Re: [PATCH bpf-next 1/5] bpf: block bpf_get_[stack|stackid] on perf_event with PEBS entries

From: Andrii Nakryiko
Date: Sun Jul 12 2020 - 01:07:04 EST


On Fri, Jul 10, 2020 at 11:28 PM Song Liu <songliubraving@xxxxxx> wrote:
>
>
>
> > On Jul 10, 2020, at 8:53 PM, Andrii Nakryiko <andrii.nakryiko@xxxxxxxxx> wrote:
> >
> > On Fri, Jul 10, 2020 at 6:30 PM Song Liu <songliubraving@xxxxxx> wrote:
> >>
> >> Calling get_perf_callchain() on perf_events from PEBS entries may cause
> >> unwinder errors. To fix this issue, the callchain is fetched early. Such
> >> perf_events are marked with __PERF_SAMPLE_CALLCHAIN_EARLY.
> >>
> >> Similarly, calling bpf_get_[stack|stackid] on perf_events from PEBS may
> >> also cause unwinder errors. To fix this, block bpf_get_[stack|stackid] on
> >> these perf_events. Unfortunately, bpf verifier cannot tell whether the
> >> program will be attached to perf_event with PEBS entries. Therefore,
> >> block such programs during ioctl(PERF_EVENT_IOC_SET_BPF).
> >>
> >> Signed-off-by: Song Liu <songliubraving@xxxxxx>
> >> ---
> >
> > Perhaps it's a stupid question, but why bpf_get_stack/bpf_get_stackid
> > can't figure out automatically that they are called from
> > __PERF_SAMPLE_CALLCHAIN_EARLY perf event and use different callchain,
> > if necessary?
> >
> > It is quite suboptimal from a user experience point of view to require
> > two different BPF helpers depending on PEBS or non-PEBS perf events.
>
> I am not aware of an easy way to tell the difference in bpf_get_stack.
> But I do agree that would be much better.
>

Hm... Looking a bit more how all this is tied together in the kernel,
I think it's actually quite easy.
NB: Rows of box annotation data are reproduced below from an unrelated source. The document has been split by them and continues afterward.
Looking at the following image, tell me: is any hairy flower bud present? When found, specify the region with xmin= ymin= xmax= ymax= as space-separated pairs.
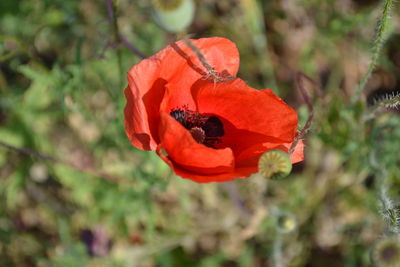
xmin=258 ymin=149 xmax=292 ymax=179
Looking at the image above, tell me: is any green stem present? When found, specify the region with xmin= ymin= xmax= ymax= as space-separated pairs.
xmin=352 ymin=0 xmax=393 ymax=103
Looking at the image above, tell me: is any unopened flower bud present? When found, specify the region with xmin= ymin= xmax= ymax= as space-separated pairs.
xmin=153 ymin=0 xmax=195 ymax=32
xmin=258 ymin=149 xmax=292 ymax=179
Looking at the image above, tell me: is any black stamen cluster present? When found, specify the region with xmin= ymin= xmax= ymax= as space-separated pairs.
xmin=169 ymin=109 xmax=225 ymax=147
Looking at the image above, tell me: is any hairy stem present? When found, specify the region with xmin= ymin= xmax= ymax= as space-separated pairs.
xmin=352 ymin=0 xmax=393 ymax=102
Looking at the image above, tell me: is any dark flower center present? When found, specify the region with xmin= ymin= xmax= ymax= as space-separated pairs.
xmin=169 ymin=108 xmax=224 ymax=148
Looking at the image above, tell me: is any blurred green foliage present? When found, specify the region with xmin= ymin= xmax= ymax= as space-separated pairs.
xmin=0 ymin=0 xmax=400 ymax=267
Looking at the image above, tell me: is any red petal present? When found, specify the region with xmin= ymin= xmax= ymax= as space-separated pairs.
xmin=124 ymin=37 xmax=239 ymax=150
xmin=158 ymin=113 xmax=234 ymax=181
xmin=192 ymin=79 xmax=297 ymax=162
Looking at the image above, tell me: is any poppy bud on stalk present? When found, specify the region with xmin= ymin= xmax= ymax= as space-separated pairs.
xmin=153 ymin=0 xmax=195 ymax=32
xmin=372 ymin=236 xmax=400 ymax=267
xmin=258 ymin=149 xmax=292 ymax=179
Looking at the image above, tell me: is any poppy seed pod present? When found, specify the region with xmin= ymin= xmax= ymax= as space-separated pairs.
xmin=258 ymin=149 xmax=292 ymax=179
xmin=153 ymin=0 xmax=195 ymax=32
xmin=372 ymin=236 xmax=400 ymax=267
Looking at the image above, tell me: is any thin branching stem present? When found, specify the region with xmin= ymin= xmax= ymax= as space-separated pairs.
xmin=352 ymin=0 xmax=393 ymax=102
xmin=369 ymin=151 xmax=400 ymax=234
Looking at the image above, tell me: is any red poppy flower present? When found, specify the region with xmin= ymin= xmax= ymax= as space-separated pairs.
xmin=124 ymin=37 xmax=303 ymax=183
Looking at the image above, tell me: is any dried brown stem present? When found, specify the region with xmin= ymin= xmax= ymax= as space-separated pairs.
xmin=183 ymin=38 xmax=236 ymax=82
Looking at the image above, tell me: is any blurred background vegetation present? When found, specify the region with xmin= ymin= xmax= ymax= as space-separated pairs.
xmin=0 ymin=0 xmax=400 ymax=267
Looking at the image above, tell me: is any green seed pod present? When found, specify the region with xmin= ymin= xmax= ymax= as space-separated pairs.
xmin=372 ymin=236 xmax=400 ymax=267
xmin=276 ymin=212 xmax=297 ymax=234
xmin=258 ymin=149 xmax=292 ymax=179
xmin=153 ymin=0 xmax=195 ymax=32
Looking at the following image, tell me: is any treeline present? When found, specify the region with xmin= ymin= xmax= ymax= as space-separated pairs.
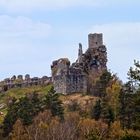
xmin=1 ymin=61 xmax=140 ymax=140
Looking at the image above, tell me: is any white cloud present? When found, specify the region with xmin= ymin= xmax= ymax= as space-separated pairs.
xmin=0 ymin=0 xmax=140 ymax=12
xmin=90 ymin=22 xmax=140 ymax=80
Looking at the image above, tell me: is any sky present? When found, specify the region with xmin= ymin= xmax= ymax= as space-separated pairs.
xmin=0 ymin=0 xmax=140 ymax=81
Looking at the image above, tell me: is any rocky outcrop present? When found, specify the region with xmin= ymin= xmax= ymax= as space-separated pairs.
xmin=0 ymin=74 xmax=51 ymax=92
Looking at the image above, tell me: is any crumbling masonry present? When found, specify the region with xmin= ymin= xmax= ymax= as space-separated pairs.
xmin=51 ymin=33 xmax=107 ymax=94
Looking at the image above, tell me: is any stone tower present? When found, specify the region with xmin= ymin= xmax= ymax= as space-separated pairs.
xmin=88 ymin=33 xmax=103 ymax=48
xmin=85 ymin=33 xmax=107 ymax=95
xmin=78 ymin=43 xmax=83 ymax=63
xmin=51 ymin=33 xmax=107 ymax=96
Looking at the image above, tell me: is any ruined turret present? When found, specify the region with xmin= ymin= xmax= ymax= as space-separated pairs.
xmin=51 ymin=33 xmax=107 ymax=95
xmin=77 ymin=43 xmax=83 ymax=63
xmin=88 ymin=33 xmax=103 ymax=48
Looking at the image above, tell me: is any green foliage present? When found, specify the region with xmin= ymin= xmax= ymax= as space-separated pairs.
xmin=85 ymin=130 xmax=100 ymax=140
xmin=98 ymin=70 xmax=112 ymax=97
xmin=3 ymin=93 xmax=41 ymax=135
xmin=44 ymin=87 xmax=64 ymax=119
xmin=120 ymin=61 xmax=140 ymax=130
xmin=91 ymin=100 xmax=102 ymax=120
xmin=121 ymin=135 xmax=140 ymax=140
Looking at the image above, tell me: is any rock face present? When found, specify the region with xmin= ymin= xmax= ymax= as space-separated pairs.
xmin=0 ymin=74 xmax=52 ymax=93
xmin=51 ymin=33 xmax=107 ymax=94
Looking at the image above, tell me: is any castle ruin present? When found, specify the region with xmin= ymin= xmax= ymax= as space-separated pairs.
xmin=51 ymin=33 xmax=107 ymax=94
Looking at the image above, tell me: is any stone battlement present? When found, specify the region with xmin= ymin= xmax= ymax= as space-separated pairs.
xmin=51 ymin=33 xmax=107 ymax=94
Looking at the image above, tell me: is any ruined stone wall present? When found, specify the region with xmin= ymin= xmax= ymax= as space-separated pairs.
xmin=51 ymin=33 xmax=107 ymax=95
xmin=88 ymin=33 xmax=103 ymax=48
xmin=66 ymin=68 xmax=87 ymax=93
xmin=0 ymin=74 xmax=52 ymax=92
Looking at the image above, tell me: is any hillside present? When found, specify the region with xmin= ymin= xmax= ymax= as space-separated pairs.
xmin=0 ymin=85 xmax=52 ymax=122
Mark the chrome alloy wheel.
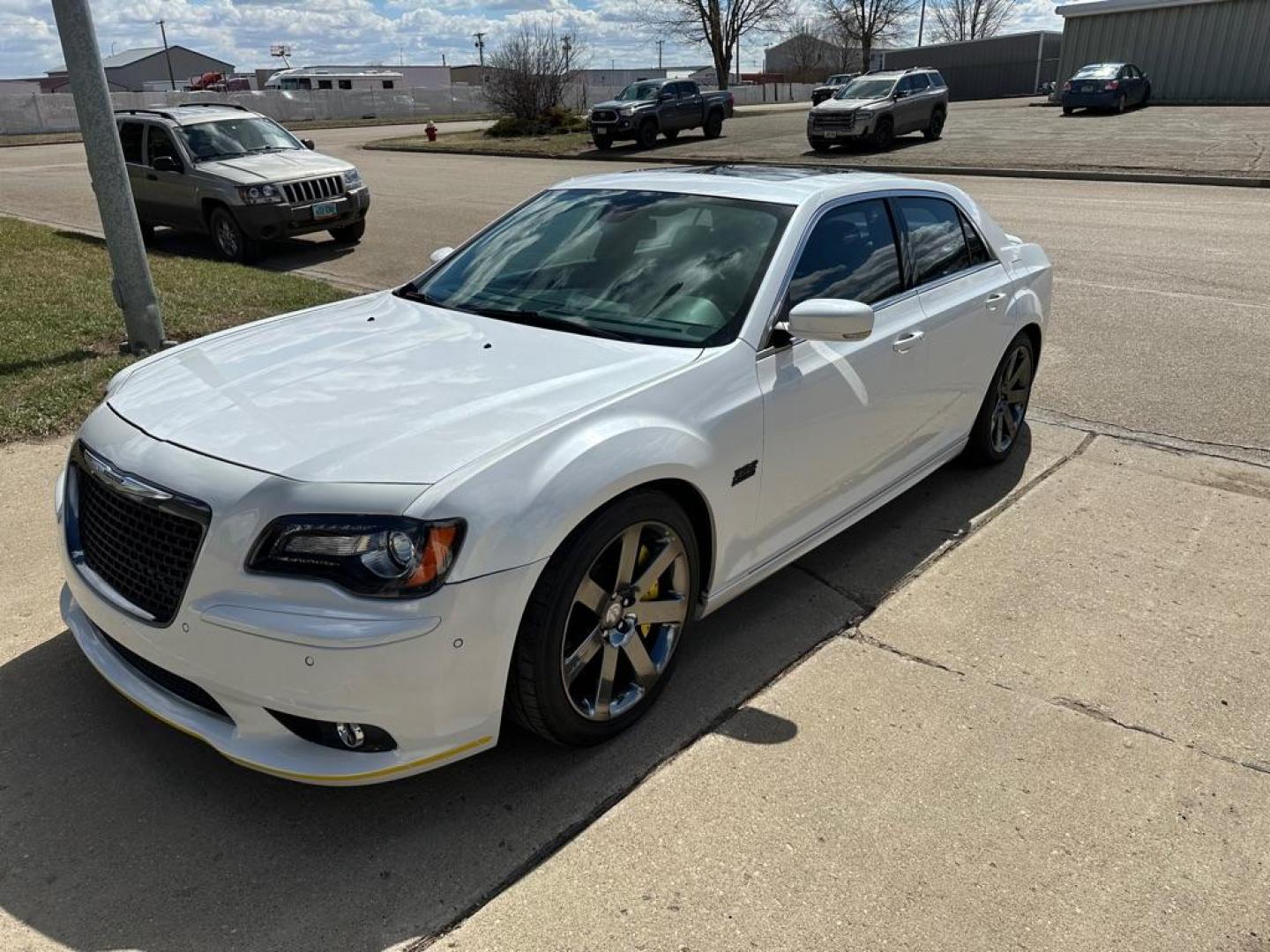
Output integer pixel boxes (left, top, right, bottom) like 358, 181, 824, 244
560, 522, 691, 721
988, 344, 1033, 453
So, for perf_event BPF program type:

1. return a special prototype for bpf_get_stack/bpf_get_stackid, which
will have this extra bit of logic for callchain. All other program
types with access to bpf_get_stack/bpf_get_stackid should use the
current one, probably.
2. For that special program, just like for bpf_read_branch_records(),
we know that context is actually `struct bpf_perf_event_data_kern *`,
and it has pt_regs, perf_sample_data and perf_event itself.
3. With that, it seems like you'll have everything you need to
automatically choose a proper callchain.

All this absolutely transparently to the BPF program.

Am I missing something?

> Thanks,
> Song